Our system captures depth images of the robot and its surroundings, requiring calibration of the relative positions between the robot and the camera. The robot's geometry is filtered out, and critical distances from control points on the robot to the surrounding depth camera detections are identified. Control points are defined using TF frames on the robot's geometry, typically on the axes connecting the joints. These points can be added by including link elements without geometry to the robot's URDF/XACRO model. The distribution of these points should ensure the entire robot is covered within the repulsive potential field's saturation region. The distance between consecutive points should generally be less than \(\left(\frac{-3}{\alpha} + 1\right) \frac{\rho}{2}\). More points increase precision but also computation time. Based on these distances, a Cartesian repulsive vector and an attractive configuration (PID) vector are computed. These vectors are combined in joint space to obtain a velocity command. The repulsion intensity (\(v_{\text{rep}}\)) is regulated by a curve defined by \(v_{\text{max}}\), \(\rho\), \(d_{\text{min}}\), and \(\alpha\). This velocity command is limited based on joint velocity limits from other control points and smoothed through an acceleration filter before being transmitted to the robot.

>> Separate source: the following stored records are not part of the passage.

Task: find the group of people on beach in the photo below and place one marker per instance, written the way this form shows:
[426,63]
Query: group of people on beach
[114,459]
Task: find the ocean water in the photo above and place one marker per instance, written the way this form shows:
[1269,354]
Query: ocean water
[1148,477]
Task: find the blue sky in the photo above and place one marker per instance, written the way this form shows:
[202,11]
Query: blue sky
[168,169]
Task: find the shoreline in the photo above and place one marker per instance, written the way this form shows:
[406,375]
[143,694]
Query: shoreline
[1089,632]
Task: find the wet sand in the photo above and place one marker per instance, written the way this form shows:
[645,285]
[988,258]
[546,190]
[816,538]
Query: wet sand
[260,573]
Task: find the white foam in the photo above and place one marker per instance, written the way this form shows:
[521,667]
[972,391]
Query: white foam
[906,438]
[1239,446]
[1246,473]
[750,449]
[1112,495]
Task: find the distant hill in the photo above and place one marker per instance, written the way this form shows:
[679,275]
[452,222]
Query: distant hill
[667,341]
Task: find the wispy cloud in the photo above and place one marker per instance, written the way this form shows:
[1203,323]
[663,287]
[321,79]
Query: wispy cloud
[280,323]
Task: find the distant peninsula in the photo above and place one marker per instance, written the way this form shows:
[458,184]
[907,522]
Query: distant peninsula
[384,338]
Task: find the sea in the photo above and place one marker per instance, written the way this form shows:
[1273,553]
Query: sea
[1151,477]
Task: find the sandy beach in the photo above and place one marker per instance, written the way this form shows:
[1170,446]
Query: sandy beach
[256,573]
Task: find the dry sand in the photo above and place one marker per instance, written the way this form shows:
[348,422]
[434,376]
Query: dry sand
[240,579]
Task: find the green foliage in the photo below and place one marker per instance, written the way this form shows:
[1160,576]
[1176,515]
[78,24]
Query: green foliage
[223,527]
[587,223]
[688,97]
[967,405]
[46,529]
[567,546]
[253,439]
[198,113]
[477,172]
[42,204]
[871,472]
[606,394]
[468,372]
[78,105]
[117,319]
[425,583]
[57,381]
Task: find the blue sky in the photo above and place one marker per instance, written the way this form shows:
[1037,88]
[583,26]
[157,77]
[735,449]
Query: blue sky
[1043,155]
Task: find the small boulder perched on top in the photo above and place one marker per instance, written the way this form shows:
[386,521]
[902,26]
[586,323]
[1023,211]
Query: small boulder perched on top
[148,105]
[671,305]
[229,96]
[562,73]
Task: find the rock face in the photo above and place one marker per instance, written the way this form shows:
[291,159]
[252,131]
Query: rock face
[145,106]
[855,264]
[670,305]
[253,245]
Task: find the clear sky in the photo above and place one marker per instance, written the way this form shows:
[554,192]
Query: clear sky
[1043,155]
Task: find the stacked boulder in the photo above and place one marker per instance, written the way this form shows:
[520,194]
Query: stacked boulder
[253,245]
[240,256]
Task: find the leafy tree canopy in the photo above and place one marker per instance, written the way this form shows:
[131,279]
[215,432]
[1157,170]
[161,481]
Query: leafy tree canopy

The operation of this system is as follows:
  1. A stream of depth images is captured, showing the target robot and its immediate surroundings. The relative positions between the robot and the camera must be calibrated.
  2. The robot's geometry is filtered out from these images.
  3. The filtered image is analyzed to identify critical distances from control points defined on the robot's geometry to the detections from the surrounding depth camera. An example of these control points for a UR10e robot can be seen in the following image. These control points are defined using TF frames located on the robot's geometry, typically on the axes connecting the joints. These points can be simply defined by adding a series of `link` elements without associated geometry to the robot's URDF/XACRO model. The process of adding/modifying these control points to the configuration of the various involved nodes and the controller will be reflected in the documentation provided with the solution code. The distribution of these points along the robot's geometry should generally be sufficient to ensure that the entire volume of the robot is covered within the saturation region of the repulsive potential field function. This function appears in the next step, but as a rule of thumb, the distance between consecutive points should generally be less than \(\left(\frac{-3}{\alpha} + 1\right) \frac{\rho}{2}\). It is worth noting that the greater the number and density of these points, the more precise the coverage of the geometry at the cost of increased computation time.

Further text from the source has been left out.